The in-house counsel for a steel treatment company must testify about conversations he had with an employee suing for age discrimination because the talks weren’t covered by attorney-client privilege, a federal court in Michigan said.
Greg Schankin worked as human resources director for Commercial Steel Treating Corp. and three other companies also owned by HCI Equity Partners. Schankin says he grew concerned Commercial Steel and HCI had fired three employees because of their age.
Schankin alleges the general counsel acknowledged the existence of age discrimination in informal conversations with him. Schankin claims he was himself later fired solely because of his age, 56. He brought claims against Commercial Steel and HCI under the Age Discrimination in Employment Act and state law.
The U.S. District Court for the Eastern District of Michigan on July 23 granted Schankin’s motion to compel deposition testimony from the general counsel about the conversations.
“This is admittedly a complex issue,” but the lawyer’s alleged statements aren’t protected by attorney-client privilege, the court said.
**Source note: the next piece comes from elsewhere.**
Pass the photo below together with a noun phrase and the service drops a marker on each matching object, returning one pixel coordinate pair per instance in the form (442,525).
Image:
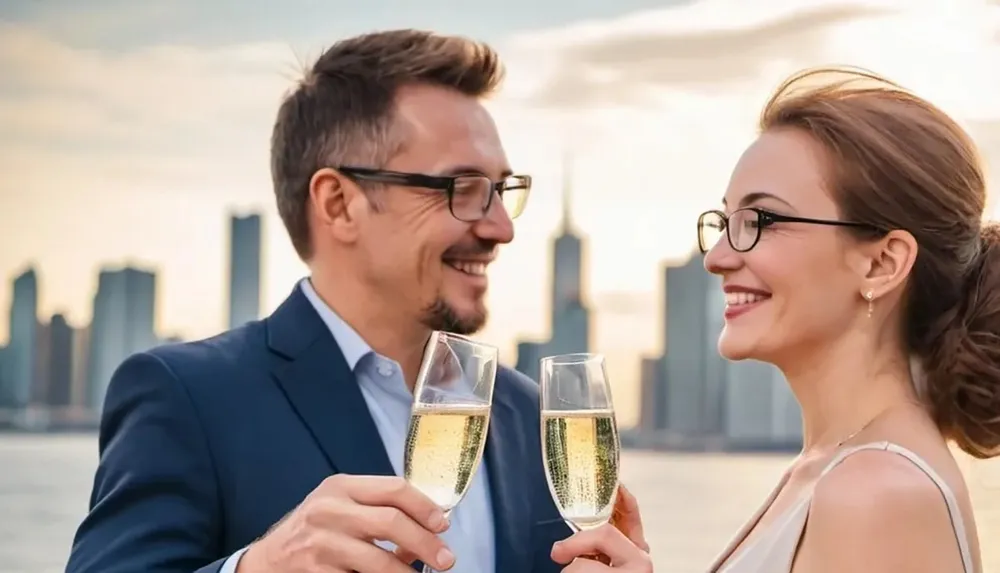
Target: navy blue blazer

The general counsel had little to no involvement in the terminations that were the subject of discussion, and no evidence indicates the attorney “was prompted to examine this question by the CEO, Board of Directors, or any other authority within the corporation,” the court said. Therefore it can’t be said that the companies were seeking legal advice when Schankin and the lawyer spoke, Judge Terrence G. Berg said.
Sharp Firm represents Schankin. Van Suilichem & Associates PC represents the companies.
The case is Schankin v. Com. Steel Treating Corp., E.D. Mich., No. 2:19-cv-12909, 7/23/21.